Research

Does Pay Transparency Affect the Gender Wage Gap? Evidence from Austria (with Sebastian Seitz and Sourav Sinha) (American Economic Journal: Economic Policy, vol 15, no. 2, May 2023)

We study the 2011 Austrian Pay Transparency Law, which requires firms above a size threshold to publish internal reports on the gender pay gap. Using an event-study design, we show that the policy had no discernible effects on male and female wages, thus leaving the gender wage gap unchanged. The effects are precisely estimated and we rule out that the policy narrowed the gender wage gap by more than 0.4 p.p.. Moreover, we do not find evidence for wage compression within establishments. We discuss several possible reasons why the reform did not reduce the gender wage gap.

The figure plots the evolution of the gender gap in daily wages in treated establishments relative to the control group in log points based on the staggered difference-in-difference model in equation (2). The sample is restricted to firms above75 employees. Treatment is assigned based on the 2010 firm-size and the treatment time is re-centered around 0, which is the first treatment year. We bin years outside our event windows adding them to the initial (final) bin respectively. Standard errors are clustered at the establishment level. The standard error spikes represent 95% CI.

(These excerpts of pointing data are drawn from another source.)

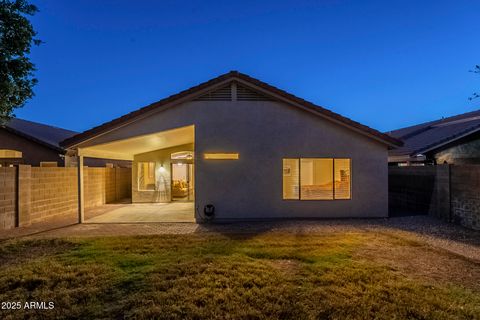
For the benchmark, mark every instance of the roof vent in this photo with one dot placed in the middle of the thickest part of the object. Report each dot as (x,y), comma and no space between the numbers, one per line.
(245,94)
(221,94)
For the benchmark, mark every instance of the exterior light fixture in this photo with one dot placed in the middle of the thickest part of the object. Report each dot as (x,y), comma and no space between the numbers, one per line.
(221,156)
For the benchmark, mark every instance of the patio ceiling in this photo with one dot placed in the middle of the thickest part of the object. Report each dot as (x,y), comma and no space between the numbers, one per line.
(125,149)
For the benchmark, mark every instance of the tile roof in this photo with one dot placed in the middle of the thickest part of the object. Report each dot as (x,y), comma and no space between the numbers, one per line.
(49,136)
(232,75)
(430,135)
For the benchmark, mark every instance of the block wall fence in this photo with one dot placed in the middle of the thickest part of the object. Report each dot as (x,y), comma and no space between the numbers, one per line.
(36,194)
(448,192)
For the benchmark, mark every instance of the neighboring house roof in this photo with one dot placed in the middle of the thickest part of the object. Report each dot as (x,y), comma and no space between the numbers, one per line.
(46,135)
(432,135)
(222,79)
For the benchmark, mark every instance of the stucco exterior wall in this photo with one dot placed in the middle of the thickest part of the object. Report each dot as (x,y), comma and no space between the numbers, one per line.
(160,157)
(263,133)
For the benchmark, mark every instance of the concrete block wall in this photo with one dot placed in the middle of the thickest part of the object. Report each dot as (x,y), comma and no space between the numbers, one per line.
(36,194)
(95,186)
(54,193)
(465,195)
(8,197)
(123,183)
(411,190)
(447,192)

The Puzzling Labor Market Sorting Pattern in Expanding and Contracting Firms (2nd round revise and resubmit at Review of Economic Studies)

This paper studies the behavior of employment dynamics at the establishment level. Using German matched employer-employee data I document a disconnect between the cross-sectional sorting pattern and workforce skill adjustments over time. Whereas larger firms match with higher skilled workers in the cross section, low skilled workers become more valuable to expanding firms as shown by: (i) expanding firms downgrade average workforce skills, (ii) expanding firms use both hires and separation, i.e., they hire worse workers and separate from better workers, (iii) lower skilled workers see larger wage gains in expanding firms. The effects work in reverse for contracting firms. I develop a multi-worker firm model with search frictions, firm dynamics, and worker-firm complementarities and multi-dimensional sorting that replicates these patterns, as well as many other salient features of firm dynamics. My model predicts stronger effects of dismissal taxes compared to more standard labor market models.

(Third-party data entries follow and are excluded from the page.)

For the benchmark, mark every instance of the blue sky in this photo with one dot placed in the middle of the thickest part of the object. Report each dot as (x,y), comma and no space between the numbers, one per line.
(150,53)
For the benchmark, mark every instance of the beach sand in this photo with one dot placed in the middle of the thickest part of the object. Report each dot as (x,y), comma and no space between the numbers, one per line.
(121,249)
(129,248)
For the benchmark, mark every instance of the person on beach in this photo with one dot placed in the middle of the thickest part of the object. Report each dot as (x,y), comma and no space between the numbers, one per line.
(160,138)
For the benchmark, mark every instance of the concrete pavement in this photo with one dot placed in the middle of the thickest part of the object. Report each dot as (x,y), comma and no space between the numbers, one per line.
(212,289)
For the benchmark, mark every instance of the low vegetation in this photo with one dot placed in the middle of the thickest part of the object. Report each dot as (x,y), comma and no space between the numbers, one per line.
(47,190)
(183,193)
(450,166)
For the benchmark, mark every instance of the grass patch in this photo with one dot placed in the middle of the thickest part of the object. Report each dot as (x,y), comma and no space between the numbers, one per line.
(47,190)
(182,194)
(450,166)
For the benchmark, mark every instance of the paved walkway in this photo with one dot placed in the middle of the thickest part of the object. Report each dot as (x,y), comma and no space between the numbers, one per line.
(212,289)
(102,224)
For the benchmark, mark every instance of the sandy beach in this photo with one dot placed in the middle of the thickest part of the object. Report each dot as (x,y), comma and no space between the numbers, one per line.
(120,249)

The figure shows the percentage change of average employee fixed effect by establishment growth rates. The sample consists of all establishments with size larger than 20. Standard errors are clustered at the establishment level. Broken lines indicate 95\% confidence intervals. Establishment growth rates and percentage changes in average worker quality are yearly. 

The Unequal Consequences of Job Loss across Countries (with A. Bertheau, E. Acabbi, C. Barcelo, S. Lombardi, R. Saggio) (American Economic Review: Insights vol 5., no. 3, 2023)

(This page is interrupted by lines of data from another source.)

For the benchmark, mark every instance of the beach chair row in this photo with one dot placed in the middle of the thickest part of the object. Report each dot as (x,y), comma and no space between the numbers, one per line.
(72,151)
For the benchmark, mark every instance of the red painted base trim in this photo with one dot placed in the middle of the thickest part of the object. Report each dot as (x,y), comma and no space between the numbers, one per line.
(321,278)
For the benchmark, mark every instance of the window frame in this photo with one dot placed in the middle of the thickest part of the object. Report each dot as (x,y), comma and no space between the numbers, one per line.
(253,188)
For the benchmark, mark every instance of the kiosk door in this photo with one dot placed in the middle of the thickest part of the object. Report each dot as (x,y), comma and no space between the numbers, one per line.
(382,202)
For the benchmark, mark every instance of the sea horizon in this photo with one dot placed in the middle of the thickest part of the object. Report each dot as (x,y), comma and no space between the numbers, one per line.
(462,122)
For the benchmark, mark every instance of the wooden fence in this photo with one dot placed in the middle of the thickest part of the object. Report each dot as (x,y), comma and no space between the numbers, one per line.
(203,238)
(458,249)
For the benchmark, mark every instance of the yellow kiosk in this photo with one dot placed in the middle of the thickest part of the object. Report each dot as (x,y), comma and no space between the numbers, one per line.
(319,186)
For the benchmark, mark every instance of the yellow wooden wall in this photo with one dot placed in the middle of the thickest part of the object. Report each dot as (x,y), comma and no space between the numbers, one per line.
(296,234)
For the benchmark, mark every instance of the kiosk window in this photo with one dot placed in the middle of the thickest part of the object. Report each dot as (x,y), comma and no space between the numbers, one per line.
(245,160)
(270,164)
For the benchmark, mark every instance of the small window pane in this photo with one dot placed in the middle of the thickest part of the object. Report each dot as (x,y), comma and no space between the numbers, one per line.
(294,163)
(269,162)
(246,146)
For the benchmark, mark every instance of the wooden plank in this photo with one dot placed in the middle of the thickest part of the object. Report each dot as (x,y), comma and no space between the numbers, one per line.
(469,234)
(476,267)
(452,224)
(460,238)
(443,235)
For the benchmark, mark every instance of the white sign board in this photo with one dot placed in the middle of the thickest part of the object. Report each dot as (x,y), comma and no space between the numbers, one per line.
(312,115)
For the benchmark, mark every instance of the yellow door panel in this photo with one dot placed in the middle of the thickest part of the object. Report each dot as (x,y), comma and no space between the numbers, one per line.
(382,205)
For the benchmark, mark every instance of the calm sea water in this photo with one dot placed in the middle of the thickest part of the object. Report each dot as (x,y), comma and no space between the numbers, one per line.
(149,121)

We document the consequences of losing a job across countries using a harmonized research design applied to seven matched employer-employee datasets. Workers in Denmark and Sweden experience the lowest earnings declines following job displacement, while workers in Italy, Spain, and Portugal experience losses three times as high. French and Austrian workers face earnings losses somewhere in between. Key to these differences is that Southern European workers are less likely to find employment following displacement. Loss of employer-specific wage premiums explains a substantial portion of wage losses in all countries.

Notes: Event study estimates of the job loss effects from model (1). Estimates are relative to t-3, where t is the job loss year. Coefficients are rescaled using average pre-displacement labor earnings. See Appendix C for the data sources used to define the outcome variables.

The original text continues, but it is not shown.